City products of right-angled buildings and their universal groups

TL;DR

This paper introduces city products of right-angled buildings, constructs their universal groups, and demonstrates that different buildings can have isomorphic universal groups, revealing new insights into their large-scale geometry.

Contribution

It defines city products of right-angled buildings, constructs their universal groups, and shows these groups can be isomorphic for non-isomorphic buildings, expanding understanding of their symmetry properties.

Findings

Universal groups of city products relate to component buildings and Coxeter diagrams.

Existence of non-isomorphic buildings with topologically isomorphic universal groups.
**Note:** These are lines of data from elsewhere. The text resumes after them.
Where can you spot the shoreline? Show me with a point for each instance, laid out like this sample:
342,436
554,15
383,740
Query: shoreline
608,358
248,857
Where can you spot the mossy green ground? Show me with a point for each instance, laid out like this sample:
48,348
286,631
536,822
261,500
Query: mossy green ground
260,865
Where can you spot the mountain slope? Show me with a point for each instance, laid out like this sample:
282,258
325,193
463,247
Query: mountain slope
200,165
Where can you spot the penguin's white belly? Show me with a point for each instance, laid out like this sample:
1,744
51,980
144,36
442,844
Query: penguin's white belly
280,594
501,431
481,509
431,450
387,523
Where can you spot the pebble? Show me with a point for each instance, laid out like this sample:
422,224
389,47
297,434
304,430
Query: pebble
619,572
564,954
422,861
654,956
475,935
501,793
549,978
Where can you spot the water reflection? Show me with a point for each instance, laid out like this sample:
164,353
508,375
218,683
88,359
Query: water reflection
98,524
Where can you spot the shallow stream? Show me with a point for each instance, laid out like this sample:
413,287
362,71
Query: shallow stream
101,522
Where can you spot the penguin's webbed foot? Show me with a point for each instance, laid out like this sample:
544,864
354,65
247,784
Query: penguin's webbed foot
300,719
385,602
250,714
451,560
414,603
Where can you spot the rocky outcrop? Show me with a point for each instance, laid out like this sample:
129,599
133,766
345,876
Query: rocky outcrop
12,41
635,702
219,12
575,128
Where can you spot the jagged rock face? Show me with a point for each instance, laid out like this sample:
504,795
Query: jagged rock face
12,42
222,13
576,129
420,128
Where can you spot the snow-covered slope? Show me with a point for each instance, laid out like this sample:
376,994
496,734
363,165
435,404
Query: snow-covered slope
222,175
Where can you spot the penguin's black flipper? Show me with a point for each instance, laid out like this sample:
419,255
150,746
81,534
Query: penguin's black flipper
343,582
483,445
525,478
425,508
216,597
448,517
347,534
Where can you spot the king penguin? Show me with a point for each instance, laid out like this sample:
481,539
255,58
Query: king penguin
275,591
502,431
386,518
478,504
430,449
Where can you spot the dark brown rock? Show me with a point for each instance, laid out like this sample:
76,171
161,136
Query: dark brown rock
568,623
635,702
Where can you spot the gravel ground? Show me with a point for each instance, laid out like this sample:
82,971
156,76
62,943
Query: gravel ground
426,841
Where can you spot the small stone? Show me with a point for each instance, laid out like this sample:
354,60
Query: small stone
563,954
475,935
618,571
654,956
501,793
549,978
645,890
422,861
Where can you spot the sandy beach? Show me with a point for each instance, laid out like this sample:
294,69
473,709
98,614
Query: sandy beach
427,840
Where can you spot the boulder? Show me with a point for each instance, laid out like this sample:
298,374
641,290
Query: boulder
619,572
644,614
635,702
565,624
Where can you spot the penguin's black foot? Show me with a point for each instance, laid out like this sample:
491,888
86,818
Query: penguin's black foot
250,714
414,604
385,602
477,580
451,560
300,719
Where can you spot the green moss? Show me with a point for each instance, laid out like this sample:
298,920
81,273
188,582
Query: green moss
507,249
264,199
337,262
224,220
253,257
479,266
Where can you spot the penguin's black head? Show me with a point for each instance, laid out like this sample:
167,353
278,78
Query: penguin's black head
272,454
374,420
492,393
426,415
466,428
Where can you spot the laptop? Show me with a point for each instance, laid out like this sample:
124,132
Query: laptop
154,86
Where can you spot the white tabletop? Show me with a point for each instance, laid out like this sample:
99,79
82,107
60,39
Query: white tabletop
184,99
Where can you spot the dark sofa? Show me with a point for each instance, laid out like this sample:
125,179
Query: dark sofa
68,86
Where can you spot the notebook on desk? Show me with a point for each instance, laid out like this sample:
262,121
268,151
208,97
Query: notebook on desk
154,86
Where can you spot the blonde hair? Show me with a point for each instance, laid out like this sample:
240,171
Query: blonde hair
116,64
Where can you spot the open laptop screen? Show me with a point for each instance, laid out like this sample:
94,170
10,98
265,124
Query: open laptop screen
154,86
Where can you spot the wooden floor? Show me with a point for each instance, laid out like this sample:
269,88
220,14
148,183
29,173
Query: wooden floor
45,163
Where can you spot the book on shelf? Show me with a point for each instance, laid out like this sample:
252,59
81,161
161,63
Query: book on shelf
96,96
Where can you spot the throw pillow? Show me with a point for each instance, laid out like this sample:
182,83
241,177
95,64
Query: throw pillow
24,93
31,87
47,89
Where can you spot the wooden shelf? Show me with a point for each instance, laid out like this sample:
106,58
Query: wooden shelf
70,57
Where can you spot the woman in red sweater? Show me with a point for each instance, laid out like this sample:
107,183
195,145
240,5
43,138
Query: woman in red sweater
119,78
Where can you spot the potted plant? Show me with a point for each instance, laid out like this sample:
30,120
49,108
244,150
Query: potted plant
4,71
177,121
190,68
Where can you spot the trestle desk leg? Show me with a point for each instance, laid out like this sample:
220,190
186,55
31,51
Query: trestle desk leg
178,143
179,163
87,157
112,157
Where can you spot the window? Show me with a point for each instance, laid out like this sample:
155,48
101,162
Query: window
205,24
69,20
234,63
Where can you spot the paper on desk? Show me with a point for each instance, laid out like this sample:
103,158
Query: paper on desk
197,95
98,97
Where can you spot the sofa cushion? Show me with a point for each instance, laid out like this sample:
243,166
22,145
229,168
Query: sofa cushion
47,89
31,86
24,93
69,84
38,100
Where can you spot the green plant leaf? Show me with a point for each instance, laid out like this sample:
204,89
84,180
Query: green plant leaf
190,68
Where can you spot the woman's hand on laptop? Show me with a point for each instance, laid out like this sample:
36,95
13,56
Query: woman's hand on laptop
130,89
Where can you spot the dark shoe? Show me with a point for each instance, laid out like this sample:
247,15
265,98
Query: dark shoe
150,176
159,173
Generalization of previous examples of universal group isomorphisms.

Abstract

We introduce the notion of city products of right-angled buildings that produces a new right-angled building out of smaller ones. More precisely, if $M$ is a right-angled Coxeter diagram of rank $n$ and $\Delta_1,\dots,\Delta_n$ are right-angled buildings, then we construct a new right-angled building $\Delta := \mathrm{cityproduct}_M(\Delta_1,\dots,\Delta_n)$. We can recover the buildings $\Delta_1,\dots,\Delta_n$ as residues of $\Delta$, but we can also construct a skeletal building of type $M$ from $\Delta$ that captures the large-scale geometry of $\Delta$. We then proceed to study universal groups for city products of right-angled buildings, and we show that the universal group of $\Delta$ can be expressed in terms of the universal groups for the buildings $\Delta_1,\dots,\Delta_n$ and the structure of $M$. As an application, we show the existence of many examples of pairs of different buildings of the same type that admit (topologically) isomorphic universal groups, thereby vastly generalizing a recent example by Lara Be{\ss}mann.